Het gebruik van economische werkloosheid neemt een historische duik
In het eerste kwartaal van 2018 werd 0,40% van alle werkbare uren wegens economische werkloosheid niet gepresteerd. Volgens de cijfers van Acerta van het eerste kwartaal van 2018 zit een arbeider gemiddeld 1,6 dagen per jaar thuis door economische werkloosheid. In 2017 was dat nog 2,4 dagen en dat was op zich al een daling ten opzichte van de jaren ervoor.
Dirk Vanderhoydonck, Director Acerta Consult: “Economische werkloosheid is een oplossing die toelaat om – voornamelijk – arbeiders in dienst te houden als er tijdelijk minder werk is. Vandaag zien we dat onze economie sterk presteert en dat de vraag naar arbeidskrachten groot is. Uit de dalende cijfers voor economische werkloosheid kunnen we besluiten dat de reserves aan arbeidskrachten die binnen de ondernemingen bestonden vrijwel nihil zijn. Ondernemingen die hun productie verder willen opvoeren, zullen dus dringend bijkomende arbeidskrachten moeten aanwerven, moeten investeren in een verhoging van de arbeidsproductiviteit of hun arbeiders moeten vragen om meer extra-uren te presteren.”

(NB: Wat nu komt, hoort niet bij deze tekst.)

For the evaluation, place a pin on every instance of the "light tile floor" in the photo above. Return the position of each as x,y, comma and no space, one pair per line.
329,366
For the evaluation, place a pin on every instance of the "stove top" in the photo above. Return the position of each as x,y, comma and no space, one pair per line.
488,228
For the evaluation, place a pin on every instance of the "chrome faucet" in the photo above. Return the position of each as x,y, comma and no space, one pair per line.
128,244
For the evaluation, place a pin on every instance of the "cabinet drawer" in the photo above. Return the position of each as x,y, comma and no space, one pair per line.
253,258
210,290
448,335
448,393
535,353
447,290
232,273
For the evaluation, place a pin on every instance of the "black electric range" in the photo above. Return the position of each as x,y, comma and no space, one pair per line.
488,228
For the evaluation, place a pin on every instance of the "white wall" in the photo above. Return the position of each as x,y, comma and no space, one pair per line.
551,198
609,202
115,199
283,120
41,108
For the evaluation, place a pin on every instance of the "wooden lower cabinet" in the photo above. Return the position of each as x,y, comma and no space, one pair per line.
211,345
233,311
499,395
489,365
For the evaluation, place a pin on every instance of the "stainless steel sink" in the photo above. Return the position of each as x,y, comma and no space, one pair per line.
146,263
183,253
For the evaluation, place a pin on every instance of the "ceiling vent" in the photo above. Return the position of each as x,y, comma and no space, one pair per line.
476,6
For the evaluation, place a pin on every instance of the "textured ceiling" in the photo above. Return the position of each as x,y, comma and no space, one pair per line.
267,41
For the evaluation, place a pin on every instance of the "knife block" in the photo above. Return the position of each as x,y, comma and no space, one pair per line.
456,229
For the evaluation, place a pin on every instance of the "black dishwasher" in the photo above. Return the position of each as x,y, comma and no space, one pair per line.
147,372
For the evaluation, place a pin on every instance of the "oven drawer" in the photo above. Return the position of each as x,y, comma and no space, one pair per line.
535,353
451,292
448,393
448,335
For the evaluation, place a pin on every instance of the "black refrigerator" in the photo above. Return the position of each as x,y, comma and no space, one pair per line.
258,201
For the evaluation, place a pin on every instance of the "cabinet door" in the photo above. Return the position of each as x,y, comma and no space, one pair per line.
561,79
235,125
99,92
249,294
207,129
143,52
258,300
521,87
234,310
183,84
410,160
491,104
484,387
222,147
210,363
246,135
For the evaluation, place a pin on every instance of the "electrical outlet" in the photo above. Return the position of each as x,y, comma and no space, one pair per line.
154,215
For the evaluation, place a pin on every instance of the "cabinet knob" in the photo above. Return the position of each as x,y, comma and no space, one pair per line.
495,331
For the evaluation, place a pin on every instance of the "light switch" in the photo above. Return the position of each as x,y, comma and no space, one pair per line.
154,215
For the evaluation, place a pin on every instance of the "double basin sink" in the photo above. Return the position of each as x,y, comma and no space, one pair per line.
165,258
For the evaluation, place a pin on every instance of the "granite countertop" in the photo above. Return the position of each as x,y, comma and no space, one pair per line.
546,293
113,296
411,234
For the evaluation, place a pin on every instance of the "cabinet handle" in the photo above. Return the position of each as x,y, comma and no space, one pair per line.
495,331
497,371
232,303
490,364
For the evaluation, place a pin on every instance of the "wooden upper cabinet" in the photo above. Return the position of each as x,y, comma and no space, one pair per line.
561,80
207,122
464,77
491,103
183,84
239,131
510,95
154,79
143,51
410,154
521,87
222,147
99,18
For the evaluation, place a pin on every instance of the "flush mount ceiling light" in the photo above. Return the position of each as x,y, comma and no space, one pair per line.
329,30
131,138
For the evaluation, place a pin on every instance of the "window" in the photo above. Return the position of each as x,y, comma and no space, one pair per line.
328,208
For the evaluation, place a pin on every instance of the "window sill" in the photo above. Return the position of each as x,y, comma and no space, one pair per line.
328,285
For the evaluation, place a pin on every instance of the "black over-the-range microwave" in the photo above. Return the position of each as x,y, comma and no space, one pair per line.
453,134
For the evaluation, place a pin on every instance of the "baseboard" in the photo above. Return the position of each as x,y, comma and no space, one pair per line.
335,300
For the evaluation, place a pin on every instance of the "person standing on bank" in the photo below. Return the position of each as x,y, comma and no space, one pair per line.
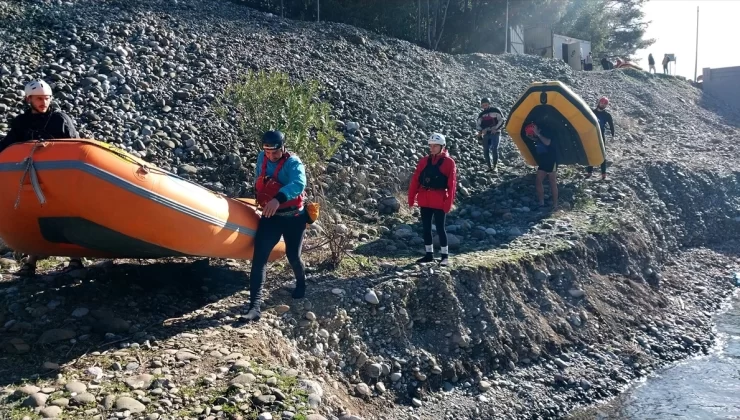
546,161
490,120
280,185
433,186
605,118
40,122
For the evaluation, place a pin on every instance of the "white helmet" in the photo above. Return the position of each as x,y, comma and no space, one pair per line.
437,138
38,87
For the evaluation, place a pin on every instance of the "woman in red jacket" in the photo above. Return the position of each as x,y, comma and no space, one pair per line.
433,187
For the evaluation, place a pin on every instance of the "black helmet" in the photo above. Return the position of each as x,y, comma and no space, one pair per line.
273,140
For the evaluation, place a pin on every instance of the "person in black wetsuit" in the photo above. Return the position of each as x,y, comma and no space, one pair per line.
40,122
546,161
604,118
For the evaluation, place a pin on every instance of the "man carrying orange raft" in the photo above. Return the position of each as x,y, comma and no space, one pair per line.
280,184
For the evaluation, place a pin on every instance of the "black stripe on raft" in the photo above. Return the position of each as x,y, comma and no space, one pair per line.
90,235
569,147
47,166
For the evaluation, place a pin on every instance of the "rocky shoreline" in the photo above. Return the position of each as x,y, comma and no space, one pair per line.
540,313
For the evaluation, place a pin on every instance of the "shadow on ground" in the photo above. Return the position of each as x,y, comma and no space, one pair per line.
55,318
486,220
730,115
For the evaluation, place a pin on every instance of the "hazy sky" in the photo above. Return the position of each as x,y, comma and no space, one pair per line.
674,28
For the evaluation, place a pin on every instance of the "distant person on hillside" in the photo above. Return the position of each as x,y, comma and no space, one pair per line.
40,122
666,60
604,118
433,187
280,185
546,161
651,63
489,123
606,64
589,62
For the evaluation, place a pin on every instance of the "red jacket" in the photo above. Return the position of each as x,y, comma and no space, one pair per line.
436,199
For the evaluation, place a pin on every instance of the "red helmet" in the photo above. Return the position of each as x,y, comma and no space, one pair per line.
529,129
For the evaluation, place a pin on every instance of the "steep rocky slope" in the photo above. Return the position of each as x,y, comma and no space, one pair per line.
541,313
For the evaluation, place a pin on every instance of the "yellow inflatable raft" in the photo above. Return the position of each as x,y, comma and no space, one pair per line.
553,105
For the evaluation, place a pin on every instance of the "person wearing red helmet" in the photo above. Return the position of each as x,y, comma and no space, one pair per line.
604,118
546,161
280,183
433,186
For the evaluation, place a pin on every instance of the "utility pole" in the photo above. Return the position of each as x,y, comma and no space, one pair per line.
696,57
506,38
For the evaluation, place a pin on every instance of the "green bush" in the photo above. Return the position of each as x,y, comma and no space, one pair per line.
263,101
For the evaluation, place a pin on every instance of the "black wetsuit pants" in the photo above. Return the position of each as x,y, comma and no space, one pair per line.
292,229
427,214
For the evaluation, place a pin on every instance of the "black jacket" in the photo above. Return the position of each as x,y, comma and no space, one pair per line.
491,119
49,125
604,118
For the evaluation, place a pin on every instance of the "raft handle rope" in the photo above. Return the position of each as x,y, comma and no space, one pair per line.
31,169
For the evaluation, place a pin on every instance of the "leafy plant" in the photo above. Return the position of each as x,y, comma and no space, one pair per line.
263,101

De cijfers van Acerta leren ons dus dat zelfs voor arbeiders economische werkloosheid ondertussen iets is waar zij nog nauwelijks mee te maken krijgen. Dat is bij uitstek zo in het Brussels Hoofdstedelijk Gewest. Het nationale percentage voor economische werkloosheid onder arbeiders mag dan nog 0,83% bedragen, in Brussel is dat percentage gekelderd tot 0,06%, dat is goed voor gemiddeld 1 uur economische werkloosheid per arbeider per jaar. Ter vergelijking: in het Vlaams Gewest wordt een arbeider gemiddeld nog 2,2 dagen economische werkloos gesteld per jaar, en voor een Waalse arbeider is dit gemiddeld 2,4 dagen per jaar.

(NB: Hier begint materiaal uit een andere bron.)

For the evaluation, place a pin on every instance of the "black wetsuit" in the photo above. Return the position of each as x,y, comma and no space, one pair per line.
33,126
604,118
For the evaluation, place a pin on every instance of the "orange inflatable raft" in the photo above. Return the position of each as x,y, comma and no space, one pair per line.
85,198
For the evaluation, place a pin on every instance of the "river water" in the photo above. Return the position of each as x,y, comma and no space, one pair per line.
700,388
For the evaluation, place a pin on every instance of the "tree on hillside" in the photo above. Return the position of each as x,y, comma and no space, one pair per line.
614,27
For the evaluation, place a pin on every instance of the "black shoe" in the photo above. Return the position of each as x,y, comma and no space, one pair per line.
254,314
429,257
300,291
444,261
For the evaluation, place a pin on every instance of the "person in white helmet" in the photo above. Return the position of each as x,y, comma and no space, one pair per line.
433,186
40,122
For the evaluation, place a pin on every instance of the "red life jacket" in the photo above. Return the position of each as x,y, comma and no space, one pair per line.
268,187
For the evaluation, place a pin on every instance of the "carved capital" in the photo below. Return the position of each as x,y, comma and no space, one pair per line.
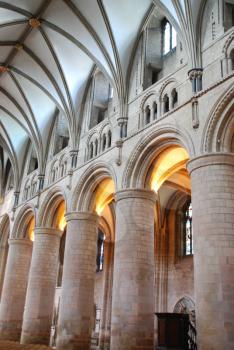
34,22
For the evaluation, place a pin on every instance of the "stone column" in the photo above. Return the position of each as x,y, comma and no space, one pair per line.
212,177
41,287
132,325
76,314
14,288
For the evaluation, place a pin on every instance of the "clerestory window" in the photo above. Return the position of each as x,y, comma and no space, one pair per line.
169,37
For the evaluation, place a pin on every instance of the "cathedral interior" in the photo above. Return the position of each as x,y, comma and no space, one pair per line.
117,174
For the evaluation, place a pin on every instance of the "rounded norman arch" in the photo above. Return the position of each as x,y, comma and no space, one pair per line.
23,218
147,150
219,129
49,206
4,230
82,199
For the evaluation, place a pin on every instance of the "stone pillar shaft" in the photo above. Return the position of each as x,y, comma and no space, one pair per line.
14,288
41,287
132,325
213,231
76,315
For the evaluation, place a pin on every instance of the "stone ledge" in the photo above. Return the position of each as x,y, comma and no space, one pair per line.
10,345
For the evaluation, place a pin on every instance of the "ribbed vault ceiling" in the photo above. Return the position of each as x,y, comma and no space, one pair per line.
49,49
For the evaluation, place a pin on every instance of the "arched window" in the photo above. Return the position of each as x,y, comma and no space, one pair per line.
187,230
34,187
91,150
109,139
169,37
232,59
96,147
62,170
147,115
104,142
53,175
166,103
100,251
155,110
174,96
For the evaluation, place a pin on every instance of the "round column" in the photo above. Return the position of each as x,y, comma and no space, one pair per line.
41,287
132,324
212,179
76,314
14,288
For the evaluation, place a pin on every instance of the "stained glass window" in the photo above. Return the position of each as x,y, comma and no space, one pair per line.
169,37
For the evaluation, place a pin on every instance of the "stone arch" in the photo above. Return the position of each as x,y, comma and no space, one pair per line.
82,199
218,132
164,85
50,205
227,45
148,148
24,216
186,305
147,97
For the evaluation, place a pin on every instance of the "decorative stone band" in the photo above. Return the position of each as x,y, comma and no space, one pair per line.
48,231
136,193
25,241
81,216
210,159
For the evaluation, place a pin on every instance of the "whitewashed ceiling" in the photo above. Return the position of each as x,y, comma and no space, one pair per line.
49,49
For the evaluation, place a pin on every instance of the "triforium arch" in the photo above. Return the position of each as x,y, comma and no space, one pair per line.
25,222
83,198
49,206
218,133
148,148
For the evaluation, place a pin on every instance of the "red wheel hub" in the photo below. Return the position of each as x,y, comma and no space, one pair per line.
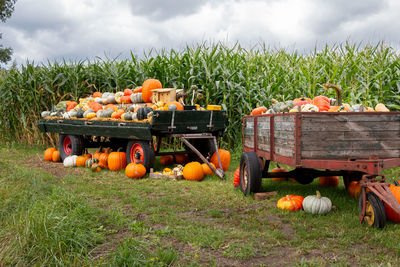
67,146
137,155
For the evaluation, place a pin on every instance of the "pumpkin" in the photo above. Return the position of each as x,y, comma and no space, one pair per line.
354,189
236,177
81,161
89,162
279,169
290,202
174,106
147,89
97,94
181,158
56,156
48,153
225,156
206,169
70,161
317,204
258,111
128,92
381,107
96,167
329,181
166,160
193,171
322,102
136,98
117,160
301,101
134,170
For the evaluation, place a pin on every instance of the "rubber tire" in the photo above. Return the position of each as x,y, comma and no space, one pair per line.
205,146
377,206
252,162
148,153
77,146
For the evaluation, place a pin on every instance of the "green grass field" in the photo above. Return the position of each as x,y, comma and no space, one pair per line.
51,215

Nu ook textiel en confectie mee met de dalende trend
Bepaalde sectoren moeten nog meer een beroep doen op economische werkloosheid dan andere. Dirk Vanderhoydonck: “De daling van economische werkloosheid zet zich in alle sectoren door en dat is goed nieuws. Uiteraard zijn niet alle sectoren gezakt tot het nationale gemiddelde van 0,83 % of lager. Enkele belangrijke sectoren kennen nog altijd meer economische werkloosheid dan gemiddeld: de bouwsector 1,90%, de metaalsector 1,07% en de transportsector 0,88%. In de voedingsindustrie zakt de economische werkloosheid onder het gemiddelde, namelijk tot 0,59%. En waar we in het eerste kwartaal van 2017 voor de confectie en textielindustrie tegen de trend in nog een stijging van de economische werkloosheid moesten vaststellen, gaan die sectoren nu mee in de neerwaartse trend, van respectievelijk 5,89% naar 5,06% en van 7,21% naar 6,09% economische werkloosheid in het eerste kwartaal van 2018.”